Mentor and mentees make the most of Madrid meeting
18 Nov 2019
- Jorge Vilda welcomed Epifania Benitez and Beatriz Vaz e Silva to Madrid
- Vist part of the FIFA Coach Mentorship Programme
- "The aim of the programme is for them to become better coaches"
A male coach, a female coach, and a female assistant coach, spending seven days together at first-rate facilities: that is what happened when Spain’s women’s boss Jorge Vilda opened the doors of the country’s national team base, the Ciudad del Fútbol, to Epifania Benitez of Paraguay and Beatriz Vaz e Silva of Brazil.
The three were brought together by the FIFA Coach Mentorship Programme, which has been up and running since October 2018, and have several more get-togethers scheduled as part of this global strategy.
Mentor : Jorge Vilda
Coach of Spain’s national women’s team
- Started out as Spain’s U-17 women’s team coach in 2010
- Appointed national U-19 women’s coach in 2013
- Stepped up to senior post in 2015
- Won the Algarve Cup in 2017
- Won the Cyprus Cup in 2018
- Shortlisted for The Best FIFA Women’s Coach in 2018
Mentees: Epifania Benitez and Beatriz Vaz e Silva
Became Paraguay national women’s youth team coach in 2017
Currently the nation’s senior and U-20 women’s teams coach
Won the Copa America Feminina as a player in 2014
Now an assistant coach to Brazil boss Pia Sundhage
After making two recent visits to Paraguay to pass on his knowledge, Vilda was back on home soil this time, making the most of a team-building get-together for Spain’s U-16 women’s side to deliver an integrated training plan to his two students.
On the agenda were a series of practical sessions that involved watching the youth team train, visits to Spanish first division clubs, and a session on theory training. While Vilda took charge of the technical/tactical components of the classes, the members of his coaching staff gave individual instruction on fitness training, analysis and technology.
“The aim is for them to leave here feeling that they are better coaches,” Vilda told FIFA.com. “We’re showing them methodology and pointing out how Spain teams like to play. What I want is for them to go away with an accurate picture of Spanish women’s football as a whole.”

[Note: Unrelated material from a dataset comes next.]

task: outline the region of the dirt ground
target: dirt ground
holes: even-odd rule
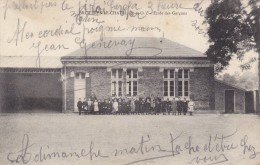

“We are learning a lot from our teacher,” said Epifania Benitez, the first female coach to lead Paraguay to a major tournament, a feat she achieved at the FIFA U-20 Women’s World Cup France 2018. “The FIFA Coach Mentorship Programme has helped us open our minds. We are seeing some amazing things that will be well worth replicating in our future training sessions.”
“This is a unique opportunity in our lives,” said Beatriz Vaz e Silva, a former Brazil player who is now an assistant coach to the country’s women’s team boss Pia Sundhage. “Jorge has been very helpful in showing us how they work and how they see football. My main objective is to learn as much as I can from professionals like Jorge so that I can help Pia.”
Epifania and Beatriz hail from South America, a part of the world with its own unique take on the game, a factor that is also helping them to develop and understand the game.
“Every school of football has its own characteristics and ways of trying to win,” said Vilda in reference to the potential of the women’s game on the other side of the Atlantic. “We can take things from CONMEBOL football that will help us improve. The youth game in South America is competitive and they’re bringing through players with talent.”
“Each confederation and country have their own way of working, although it goes without saying that you also pick things up from other teams,” said Benitez. “I’m improving in terms of running with the ball and receiving passes, which are things we have to work on in the Paraguay team.”
Her Brazilian training colleague shared that view: “Any knowledge we can take back to Brazil about new methods and options will be very meaningful for us.”
A bright future
So what do Benitez and Vaz make of their FIFA Coach Mentorship Programme experience?
“South America is developing,” said Benitez. “The next step is just to keep on working. The girls who are coaching today are not scared of fulfilling their dreams anymore. Those dreams are coming true for many of them.”
“We’re better than we were before we started this training process,” commented Vaz. “There’s a whole book waiting to be written on women’s football. Having instructors like Jorge [Vilda] and Pia [Sundhage] is just invaluable, and it will be great to go back to Brazil and talk about everything I’ve learned here.”
Rounding things off, Vilda said: “I’m very happy with how it’s gone. They can use a lot of the drills with their national teams. FIFA is committed to developing coaches and we’ll keep on working and training them in the future.”